Huntington Ingalls: Best in Defense

04/17/2019 5:00 am EST


Peter Mantas

CIO, Logos LP

Although value is becoming more and more difficult to find (the S&P 500 is near fair value at current levels considering a slowdown in earnings) there are pockets within the market that are worth looking into, notes value investor Peter Mantas of Logos LP.

One high quality value that we think will outperform the overall market is Huntington Ingalls Industries (HII) — which was spun-off from Northrop Grumman (NOC) back in 2011. We believe that  the firm is the best stock in the defense sector.

An October 2018 paper from the US Navy provided a strong assessment of the US Government's Naval needs and where the Navy should be over the next 30 years with respect to naval ships backlog.

The Navy made the proposal to create one of the largest shipbuilding proposals since Reagan, as a number of major ships (nuclear, non-nuclear, submarines etc.) have not been updated in decades.

The company has a $22 billion backlog which will continue to grow given the ongoing needs and strategic nature of the US Navy versus the rest of the armed forces.
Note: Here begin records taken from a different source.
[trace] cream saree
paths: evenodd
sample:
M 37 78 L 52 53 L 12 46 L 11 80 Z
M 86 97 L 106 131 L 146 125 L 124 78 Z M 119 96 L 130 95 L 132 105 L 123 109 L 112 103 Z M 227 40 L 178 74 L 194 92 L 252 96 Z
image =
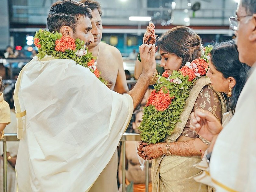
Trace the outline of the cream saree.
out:
M 166 137 L 167 142 L 174 142 L 182 133 L 195 105 L 197 98 L 203 88 L 211 83 L 209 79 L 202 77 L 196 81 L 190 95 L 186 100 L 180 122 L 177 123 L 173 133 Z M 210 85 L 208 85 L 210 87 Z M 222 114 L 226 110 L 223 95 L 216 93 L 220 100 Z M 201 170 L 193 165 L 201 161 L 200 156 L 187 157 L 164 155 L 154 159 L 152 163 L 151 177 L 152 191 L 208 191 L 211 188 L 196 182 L 193 177 L 200 174 Z

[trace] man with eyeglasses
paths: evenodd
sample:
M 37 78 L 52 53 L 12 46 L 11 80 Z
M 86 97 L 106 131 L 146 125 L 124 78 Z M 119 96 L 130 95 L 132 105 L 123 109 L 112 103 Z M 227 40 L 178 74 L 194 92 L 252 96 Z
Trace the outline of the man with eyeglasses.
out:
M 190 127 L 202 137 L 217 137 L 211 155 L 209 151 L 206 155 L 210 172 L 206 173 L 217 192 L 256 191 L 256 0 L 241 0 L 236 14 L 229 21 L 239 60 L 252 67 L 236 112 L 223 130 L 217 119 L 201 110 L 191 114 L 190 120 Z

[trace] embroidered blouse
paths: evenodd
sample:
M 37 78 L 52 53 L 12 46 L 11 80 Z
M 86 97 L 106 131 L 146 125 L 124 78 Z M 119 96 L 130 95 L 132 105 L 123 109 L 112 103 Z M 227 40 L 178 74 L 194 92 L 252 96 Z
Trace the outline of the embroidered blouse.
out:
M 192 112 L 197 108 L 208 110 L 212 112 L 220 122 L 221 122 L 222 113 L 220 99 L 215 91 L 210 86 L 206 85 L 203 87 L 197 97 Z M 190 116 L 181 135 L 195 138 L 198 137 L 198 135 L 195 130 L 190 128 Z

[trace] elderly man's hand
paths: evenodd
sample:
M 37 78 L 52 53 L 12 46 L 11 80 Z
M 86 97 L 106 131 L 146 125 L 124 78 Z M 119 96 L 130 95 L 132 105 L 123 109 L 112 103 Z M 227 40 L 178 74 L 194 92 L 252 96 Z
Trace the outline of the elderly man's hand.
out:
M 222 130 L 220 123 L 212 113 L 197 109 L 191 114 L 191 129 L 204 139 L 211 141 Z

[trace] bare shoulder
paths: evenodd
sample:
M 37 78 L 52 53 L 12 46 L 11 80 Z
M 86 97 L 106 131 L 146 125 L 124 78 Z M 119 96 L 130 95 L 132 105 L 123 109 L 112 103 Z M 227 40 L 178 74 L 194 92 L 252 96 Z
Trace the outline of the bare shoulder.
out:
M 105 43 L 101 42 L 101 48 L 102 48 L 102 49 L 104 51 L 110 52 L 113 55 L 116 56 L 120 55 L 122 57 L 120 51 L 115 47 L 109 45 Z

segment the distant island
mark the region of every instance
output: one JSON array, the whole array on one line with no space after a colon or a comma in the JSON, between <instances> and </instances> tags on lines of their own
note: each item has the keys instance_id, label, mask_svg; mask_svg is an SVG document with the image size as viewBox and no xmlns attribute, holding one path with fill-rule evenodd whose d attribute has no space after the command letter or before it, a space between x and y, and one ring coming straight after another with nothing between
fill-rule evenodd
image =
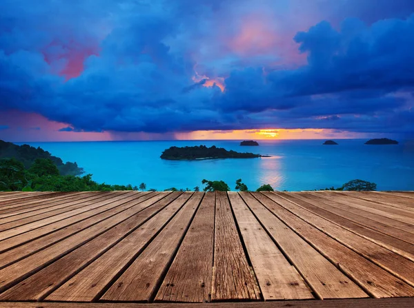
<instances>
[{"instance_id":1,"label":"distant island","mask_svg":"<svg viewBox=\"0 0 414 308\"><path fill-rule=\"evenodd\" d=\"M52 156L40 147L36 148L28 145L17 145L0 140L0 159L12 157L23 163L25 168L30 168L37 158L46 158L53 162L61 175L79 176L84 173L83 169L78 167L76 163L63 163L61 158Z\"/></svg>"},{"instance_id":2,"label":"distant island","mask_svg":"<svg viewBox=\"0 0 414 308\"><path fill-rule=\"evenodd\" d=\"M240 143L240 145L259 145L257 141L253 141L253 140L245 140L244 141L241 141Z\"/></svg>"},{"instance_id":3,"label":"distant island","mask_svg":"<svg viewBox=\"0 0 414 308\"><path fill-rule=\"evenodd\" d=\"M171 147L166 149L161 154L161 159L170 161L195 161L214 158L255 158L257 157L268 157L253 153L239 153L235 151L228 151L223 147L213 145L197 147Z\"/></svg>"},{"instance_id":4,"label":"distant island","mask_svg":"<svg viewBox=\"0 0 414 308\"><path fill-rule=\"evenodd\" d=\"M324 143L324 145L337 145L338 144L333 140L327 140Z\"/></svg>"},{"instance_id":5,"label":"distant island","mask_svg":"<svg viewBox=\"0 0 414 308\"><path fill-rule=\"evenodd\" d=\"M365 143L366 145L397 145L398 141L388 139L388 138L381 138L378 139L371 139Z\"/></svg>"}]
</instances>

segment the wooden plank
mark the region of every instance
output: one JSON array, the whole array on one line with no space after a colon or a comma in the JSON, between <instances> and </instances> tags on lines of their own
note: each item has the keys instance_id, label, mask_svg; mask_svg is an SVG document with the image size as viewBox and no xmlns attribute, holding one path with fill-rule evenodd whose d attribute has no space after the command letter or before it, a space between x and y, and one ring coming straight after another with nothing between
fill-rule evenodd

HII has a wide moat in our opinion as the company will be the single largest beneficiary of the largest shipbuilding era the US has ever seen. 

However, there is also another catalyst to HII's growth, which is their Technical Advisory business unit. This business unit provides IT, cybersecurity and other professional services to the US Government and large multinationals like Boeing.

The company entered into a bear market in Q4 of 2018 and provided tremendous value in December, but we believe it is not too late to enter into the stock. We have a 2-year price target of $303.91 per share.